So this year, I'm not going home for Christmas. I'm not doing it to be stubborn, or to prove a point. No, really.
Just once, I want to celebrate Christmas where I live... instead of rushing to be somewhere else.
I've invited the family to come out here - but that is somehow ridiculous. They won't even consider it.
Last year, when I took my tree and decorations down on the Feast of the Epiphany - it seemed so strange that I even bothered. (see - Shelving the Future - post below) No one even saw my tree - but me. And that's when it hit me. Christmas is supposed to be shared. But I don't have a child, or a husband. Am I supposed to put off truly celebrating the miracle of Christmas until I do have a family?
I don't think so.
I just want to sit in the dark and stare at my Christmas tree lights in silence. I want to go to Midnight Mass. (The family back home goes to the 5:30pm Children's Mass - listening to same horrible, bastardized 'holiday' songs they've been butchering since I was in the youth choir. Ugh and Shudder!)
I want to pour a glass of wine and stare out the window at the new fallen snow, search the sky for the brightest star and feel the Lord surround me with his love. The Son of God made flesh to dwell with us here on earth.
I want to really contemplete the meaning of Christmas - instead of dwelling in the ruckus of my brother's kid's and their friends tearing open presents in a greedy rush.
So this year, I'm embracing my excuse - Mr. Burns and I are flying out to San Fran for my dear friend's wedding on Dec 17th. He's using the last bit of his vacation days to go with me. His family gets together for Thanksgiving, and he stays here for Christmas anyway.
Last year, I prayed for someone with whom to share the joy of Christmas... and I feel that God has answered that prayer.
So when I broke the news to Mom - I explained that we'd just be getting back from a trip when I would be jumping in the car to drive to Nebraska and instead of rushing like that, I would just stay in Denver for Christmas. I also leaned on the expense of two trips - excuse.

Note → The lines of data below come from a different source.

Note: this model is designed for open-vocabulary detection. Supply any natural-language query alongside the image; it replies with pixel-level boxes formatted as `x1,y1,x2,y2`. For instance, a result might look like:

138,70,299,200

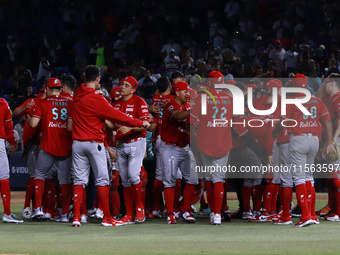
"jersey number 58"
52,107,67,120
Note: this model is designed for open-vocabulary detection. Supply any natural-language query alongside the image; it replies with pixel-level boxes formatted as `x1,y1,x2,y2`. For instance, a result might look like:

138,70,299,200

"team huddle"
0,65,340,227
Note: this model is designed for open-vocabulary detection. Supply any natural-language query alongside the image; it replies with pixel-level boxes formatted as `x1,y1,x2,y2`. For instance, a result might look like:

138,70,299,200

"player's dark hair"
171,71,184,80
329,73,340,88
85,65,100,82
234,82,246,92
156,77,170,93
60,74,77,90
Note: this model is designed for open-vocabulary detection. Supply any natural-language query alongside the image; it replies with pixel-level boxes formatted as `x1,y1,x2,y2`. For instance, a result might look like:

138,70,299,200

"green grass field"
0,194,340,255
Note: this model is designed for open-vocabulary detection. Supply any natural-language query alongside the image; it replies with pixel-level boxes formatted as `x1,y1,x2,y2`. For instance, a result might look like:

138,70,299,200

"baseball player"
27,78,72,222
325,73,340,221
152,77,180,218
273,74,333,227
112,76,149,224
0,98,24,223
60,75,76,100
160,81,198,224
190,71,233,225
71,65,149,227
13,88,46,219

I expected a cryfest - but she surprised me by saying, "Yes. You should stay and have Christmas with Mr. Burns."
Yeah... she's just thrilled that I finally have a boyfriend!!
I was surprised and thrilled that we didn't have to have a drag-out fight about it.
A few weeks later I was talking with my 17-year old niece. She asked if I would be home for Thanksgiving. I asked if Grandma told her about Christmas. No. What?
Well, Mom and Dad understand but my niece is mad at me. I'm messing with her 'tradition'. She has no idea how much our tradition has changed. Her dad (my brother) is responsible for most of the changes that ruined my tradition.
My new tradition... takes a line or two from the the song Colorado Christmas by the Nitty Gritty Dirt Band.
"The closest thing to heaven on this planet anywhere
Is a quiet christmas morning in the Colorado snow"
This year, I want to experience that for myself.